Are there products they will inevitably need as a result of buying the product they’ve bought? 

Are there unpleasant things prospects will need to do (like website migration) that you can take off their plates?

The answers to both of these questions offer ripe opportunities for highly effective and profitable upselling.

6. Offer a free extra in exchange for feedback/reviews

For many companies, feedback is more valuable than revenue in the short term.

When I launched MusicLawContracts.com several years ago, I couldn’t figure out why we were getting so many refund requests. After installing a chat plugin called Olark, it became clear that our customers thought they were actually buying a contract with a record label…for $19.99.

While this example is pretty extreme, it’s not quite as amazing as a story I heard a few years ago about the Disney website.

The team behind Disney’s website couldn’t figure out why kids were creating long passwords with 40-plus numbers and letters.
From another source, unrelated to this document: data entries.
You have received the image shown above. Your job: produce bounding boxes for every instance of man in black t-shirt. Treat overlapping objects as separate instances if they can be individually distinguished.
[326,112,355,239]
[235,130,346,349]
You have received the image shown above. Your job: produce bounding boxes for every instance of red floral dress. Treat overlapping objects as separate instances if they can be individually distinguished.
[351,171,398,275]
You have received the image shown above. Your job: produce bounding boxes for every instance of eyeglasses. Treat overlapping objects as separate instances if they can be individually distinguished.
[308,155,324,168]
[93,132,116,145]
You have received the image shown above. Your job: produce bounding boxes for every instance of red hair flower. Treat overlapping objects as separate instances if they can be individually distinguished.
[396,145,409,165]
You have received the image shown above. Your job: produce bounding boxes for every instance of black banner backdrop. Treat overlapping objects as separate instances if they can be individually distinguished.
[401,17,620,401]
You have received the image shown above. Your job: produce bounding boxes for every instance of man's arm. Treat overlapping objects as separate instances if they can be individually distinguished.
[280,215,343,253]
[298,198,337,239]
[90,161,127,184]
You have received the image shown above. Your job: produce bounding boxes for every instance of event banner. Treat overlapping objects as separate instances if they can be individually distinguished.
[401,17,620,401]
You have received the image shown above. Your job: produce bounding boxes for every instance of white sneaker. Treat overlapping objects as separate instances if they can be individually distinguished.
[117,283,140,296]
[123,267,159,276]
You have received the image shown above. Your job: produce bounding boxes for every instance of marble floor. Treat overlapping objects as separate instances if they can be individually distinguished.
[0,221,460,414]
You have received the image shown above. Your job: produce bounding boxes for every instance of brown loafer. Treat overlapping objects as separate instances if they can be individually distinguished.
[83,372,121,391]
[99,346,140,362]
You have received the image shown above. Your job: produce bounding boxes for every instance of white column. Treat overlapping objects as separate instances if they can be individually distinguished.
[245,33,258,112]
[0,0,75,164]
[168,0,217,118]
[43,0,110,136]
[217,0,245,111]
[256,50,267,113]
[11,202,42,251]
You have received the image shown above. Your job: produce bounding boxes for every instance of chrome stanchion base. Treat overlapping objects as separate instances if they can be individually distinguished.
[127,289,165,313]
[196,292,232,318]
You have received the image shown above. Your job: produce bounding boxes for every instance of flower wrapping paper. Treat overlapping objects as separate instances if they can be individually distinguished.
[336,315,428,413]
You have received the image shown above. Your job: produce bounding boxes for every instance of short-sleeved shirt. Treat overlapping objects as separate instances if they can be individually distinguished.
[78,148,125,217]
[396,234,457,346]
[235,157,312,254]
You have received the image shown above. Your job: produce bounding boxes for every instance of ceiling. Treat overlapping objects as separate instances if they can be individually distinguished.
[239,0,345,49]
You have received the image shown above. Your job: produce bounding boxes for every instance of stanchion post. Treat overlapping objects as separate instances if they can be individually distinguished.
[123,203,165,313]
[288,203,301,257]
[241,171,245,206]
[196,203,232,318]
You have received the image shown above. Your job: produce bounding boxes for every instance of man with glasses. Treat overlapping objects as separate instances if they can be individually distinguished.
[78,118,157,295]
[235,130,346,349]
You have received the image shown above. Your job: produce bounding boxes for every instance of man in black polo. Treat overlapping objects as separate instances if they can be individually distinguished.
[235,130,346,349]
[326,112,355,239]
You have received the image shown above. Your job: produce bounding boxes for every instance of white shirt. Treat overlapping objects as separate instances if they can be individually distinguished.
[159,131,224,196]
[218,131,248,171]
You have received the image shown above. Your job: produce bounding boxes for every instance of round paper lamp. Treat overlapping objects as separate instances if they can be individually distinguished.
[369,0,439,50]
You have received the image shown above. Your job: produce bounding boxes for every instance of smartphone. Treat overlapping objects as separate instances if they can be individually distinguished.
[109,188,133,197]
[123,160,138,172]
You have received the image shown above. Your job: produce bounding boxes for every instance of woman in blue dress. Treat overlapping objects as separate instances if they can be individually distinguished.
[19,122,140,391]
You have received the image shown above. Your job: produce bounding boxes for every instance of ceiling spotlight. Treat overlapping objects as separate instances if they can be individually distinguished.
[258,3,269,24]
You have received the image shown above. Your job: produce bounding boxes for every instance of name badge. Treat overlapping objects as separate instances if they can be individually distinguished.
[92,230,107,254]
It turned out visitors misinterpreted the instruction “passwords must contain at least six characters,” thinking it meant the password needed to contain the names of at least six Disney characters.

Now I make it standard to incentivize feedback from all customers and visitors pre- and post-conversion.

Final thoughts 

The sky is absolutely the limit when it comes to post-conversion marketing. That’s because there is fundamentally no limit on the time a customer remains a customer and the exchanges you can make with them during that time.

If we pretend every customer is essential to our business, and that each customer is a potential customer for life, suddenly post-conversion marketing becomes really interesting.